Let
- $U,U_1$ be separable $\mathbb R$-Hilbert spaces
- $U_0:=Q^{1/2}U$ be equipped with $$\langle u_0,v_0\rangle_{U_0}:=\langle Q^{-1/2}u_0,Q^{-1/2}v_0\rangle_U\;\;\;\text{for }u_0,v_0\in U_0$$ where $$Q^{-1}:=\left(\left.Q\right|_{\ker(Q)^\perp}\right)^{-1}$$
- $Q_1:=\iota\iota^\ast$
- $Q_1^{1/2}U_1$ be in the same way equipped with an inner product as $U_0$
- $(e^n)_{n\in\mathbb N}$ be an orthonormal basis of $U$ and $$e_0^n:=Q^{1/2}e^n\;\;\;\text{for }n\in\mathbb N$$
Can we show that $(\iota e_0^n)_{n\in\mathbb N}$ is an orthogonal set in $U_1$?
Note that
- $(e_0^n)_{n\in\mathbb N}$ is an orthonormal basis of $U_0$
- $\iota U_0=Q_1^{1/2}U_1$ (in the sense of set equality)

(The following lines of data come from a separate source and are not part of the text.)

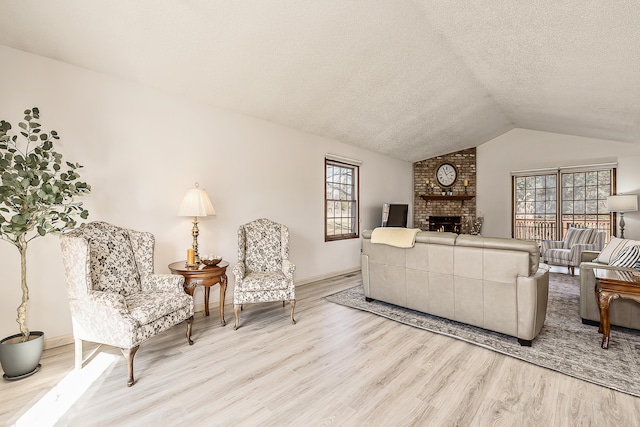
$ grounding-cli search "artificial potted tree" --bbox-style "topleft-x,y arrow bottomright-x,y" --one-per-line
0,108 -> 91,380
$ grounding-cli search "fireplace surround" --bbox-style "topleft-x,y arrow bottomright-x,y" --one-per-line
429,216 -> 462,234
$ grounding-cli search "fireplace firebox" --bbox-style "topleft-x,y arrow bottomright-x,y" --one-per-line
429,216 -> 462,234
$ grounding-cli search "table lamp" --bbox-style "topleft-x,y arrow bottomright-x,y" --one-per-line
607,194 -> 638,239
178,182 -> 216,264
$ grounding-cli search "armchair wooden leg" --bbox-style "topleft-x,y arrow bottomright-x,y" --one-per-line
233,304 -> 242,331
289,299 -> 296,325
120,345 -> 140,387
75,339 -> 82,369
187,316 -> 193,345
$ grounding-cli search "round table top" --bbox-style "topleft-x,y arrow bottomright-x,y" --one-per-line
169,261 -> 229,274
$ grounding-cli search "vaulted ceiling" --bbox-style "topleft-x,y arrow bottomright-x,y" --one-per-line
0,0 -> 640,161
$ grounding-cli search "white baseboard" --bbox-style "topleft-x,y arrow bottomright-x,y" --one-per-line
296,267 -> 360,286
44,334 -> 74,350
44,267 -> 360,350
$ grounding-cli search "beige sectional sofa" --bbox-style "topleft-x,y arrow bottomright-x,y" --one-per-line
362,231 -> 549,345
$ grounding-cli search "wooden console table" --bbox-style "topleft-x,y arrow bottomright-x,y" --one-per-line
169,261 -> 229,326
593,268 -> 640,349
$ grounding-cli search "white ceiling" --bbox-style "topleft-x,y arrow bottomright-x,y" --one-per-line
0,0 -> 640,161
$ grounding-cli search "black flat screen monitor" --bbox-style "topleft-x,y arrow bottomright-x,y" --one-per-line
382,203 -> 409,228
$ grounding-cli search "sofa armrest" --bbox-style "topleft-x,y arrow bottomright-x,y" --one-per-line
540,240 -> 564,258
580,251 -> 600,263
517,264 -> 549,341
142,274 -> 184,294
233,262 -> 246,281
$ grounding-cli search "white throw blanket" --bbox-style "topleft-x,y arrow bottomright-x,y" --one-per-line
371,227 -> 420,248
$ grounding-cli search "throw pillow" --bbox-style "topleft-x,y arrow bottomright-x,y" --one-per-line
609,245 -> 640,267
562,227 -> 596,249
594,237 -> 640,264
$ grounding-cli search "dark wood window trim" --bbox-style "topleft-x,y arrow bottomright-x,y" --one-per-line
324,158 -> 360,242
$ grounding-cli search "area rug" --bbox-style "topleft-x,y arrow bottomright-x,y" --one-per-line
325,273 -> 640,397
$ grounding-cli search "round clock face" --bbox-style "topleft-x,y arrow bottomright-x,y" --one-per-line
436,163 -> 458,187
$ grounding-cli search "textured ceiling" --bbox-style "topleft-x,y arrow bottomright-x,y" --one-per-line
0,0 -> 640,161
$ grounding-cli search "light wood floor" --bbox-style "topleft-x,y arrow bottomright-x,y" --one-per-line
0,274 -> 640,426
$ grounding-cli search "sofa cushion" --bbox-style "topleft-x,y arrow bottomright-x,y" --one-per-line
562,227 -> 596,249
609,245 -> 640,267
595,237 -> 640,264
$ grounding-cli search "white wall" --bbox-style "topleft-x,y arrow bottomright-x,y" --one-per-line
477,129 -> 640,240
0,46 -> 413,346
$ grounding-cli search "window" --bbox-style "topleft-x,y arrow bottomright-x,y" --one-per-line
513,174 -> 558,243
512,165 -> 615,243
324,156 -> 360,241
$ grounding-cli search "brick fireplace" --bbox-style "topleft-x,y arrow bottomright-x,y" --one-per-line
413,148 -> 476,233
429,216 -> 462,233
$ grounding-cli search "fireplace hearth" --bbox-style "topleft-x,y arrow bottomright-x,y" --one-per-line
429,216 -> 462,234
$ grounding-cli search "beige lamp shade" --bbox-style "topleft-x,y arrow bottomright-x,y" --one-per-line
178,182 -> 216,217
607,194 -> 638,212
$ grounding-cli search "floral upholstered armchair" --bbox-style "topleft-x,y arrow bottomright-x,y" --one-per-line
60,222 -> 193,386
233,218 -> 296,329
540,227 -> 606,276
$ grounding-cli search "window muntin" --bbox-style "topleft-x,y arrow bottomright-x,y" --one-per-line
325,159 -> 360,241
560,170 -> 613,241
513,174 -> 557,242
512,168 -> 615,244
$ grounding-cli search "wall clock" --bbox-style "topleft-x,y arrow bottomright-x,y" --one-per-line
436,162 -> 458,188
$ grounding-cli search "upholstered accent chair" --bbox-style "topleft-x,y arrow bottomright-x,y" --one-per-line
233,218 -> 296,329
540,227 -> 606,276
60,222 -> 193,387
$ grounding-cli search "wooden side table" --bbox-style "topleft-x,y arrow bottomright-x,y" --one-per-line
169,261 -> 229,326
593,268 -> 640,349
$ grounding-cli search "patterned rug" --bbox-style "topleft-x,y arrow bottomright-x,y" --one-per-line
325,273 -> 640,397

- $\iota$ is an isometry between $U_0$ and $Q_1^{1/2}U_1$
The answer is no.
Let $(e_n)_{n \in \mathbb{N}}$ be an orthonormal basis for $U$ and let $(f_n)_{n \in \mathbb{N}}$ be an orthonormal basis for $U_1$. Then we can consider the projection $Q: U \to U$ onto the subspace generated by $e_1$ and $e_2$.
Thus we have $U_0 = \{ \lambda e_1 + \mu e_2 \mid \lambda,\mu\in \mathbb{R} \}$ with the normal inner product. since $Q^{-1} = Q|_{U_0}$, which is the identity, so we may say $U_0 \simeq \mathbb{R}^2$.
In particular, we have $(e_n^0)_{n \in \mathbb{N}} = (e_1,e_2,0,0,\cdots)$ which is orthogonal. Clearly $\iota 0$ is orthogonal for all $\iota$, thus we are only concered about $\iota e_1$ and $\iota e_2$.
Now, let $\iota:U_0 \to U_1$ be defined as $\iota e_1 = 2 f_1 +2 f_2$ and $\iota e_2 = 2 f_1 + f_2$. Then we have that $(\iota e_1 , \iota e_2)$ is no longer orthogonal.